Ukraiński minister obrony zwrócił się do Niemiec z prośbą o przekazanie wozów opancerzonych, co spotkało się z odmową. - Niemcy prędzej je zdemontują na złom niż je dadzą Ukrainie. Nie chcą przekazać broni, bo są w jakimś sensie wspierającym reżim Putina sojusznikiem. To, co robią, te małe kroczki, to jest tylko żeby stworzyć pozory, że jednak coś - mówił w programie #Jedziemy Jacek Saryuysz-Wolski, eurodeputowany PiS.
W weekend w internecie opublikowano zdjęcia wyzwolonych przez Ukraińców miejscowości. Rosjanie dopuścili się masowych zbrodni - gwałcili i zabijali ludność cywilną strzałem w tył głowy.
Kwestia ta była omawiana w porannym programie #Jedziemy. Michał Rachoń zapytał eurodeputowanego PiS Jacka Saryusza-Wolskiego, czy ściganie Putina jest wykonalne.
"To jest ważne w wymiarze symbolicznym. Tacy jak Macron czy Scholz raczej nie przestaną do niego dzwonić. Jest to ohydne w wymiarze moralnym, ale tak jest. Realpolitik"
- powiedział europoseł.
Jego zdaniem "Rosja powinna być wykluczona ze wszystkich możliwych ciał międzynarodowych", ale szanse na to są znikome.
"Interes polega na tym, że możni tego świata chcą, żeby wojna się zakończyła oraz nie przekształciła się w wojnę nuklearną. Gdyby wojna się zakończyła bez eskalacji, gdzieś tam z tyłu głowy jest powrót do "bussines as usual" jakkolwiek by to nie brzmiało źle"
- ocenił.
Minister obrony Niemiec Christine Lambrecht odrzuciła prośbę Ukrainy o przekazanie jej niemieckich bojowych wozów piechoty Marder. Resort obrony przekonywał że wszystkie opancerzone bojowe wozy piechoty Bundeswehry są potrzebne ze względu na zobowiązania NATO i decyzja o ich wycofaniu musiałaby zostać podjęta w ramach Sojuszu.

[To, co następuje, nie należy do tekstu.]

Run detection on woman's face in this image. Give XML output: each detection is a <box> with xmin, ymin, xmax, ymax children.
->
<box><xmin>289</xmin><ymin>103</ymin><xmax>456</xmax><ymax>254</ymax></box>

"Chodzi o to, by nie przekazać broni Ukrainie. Niemcy prędzej je zdemontują na złom niż je dadzą Ukrainie. Niemcy są przeciwne uzbrajaniu Ukrainy. To, co robią, te małe kroczki, to jest tylko żeby stworzyć pozory, że jednak coś. Niemcy są przeogromnym eksporterem broni. Opowieści, że nie mają broni, są nieprawdziwe. Nie chcą przekazać broni, bo są w jakimś sensie wspierającym reżim Putina sojusznikiem"
- podsumował polityk.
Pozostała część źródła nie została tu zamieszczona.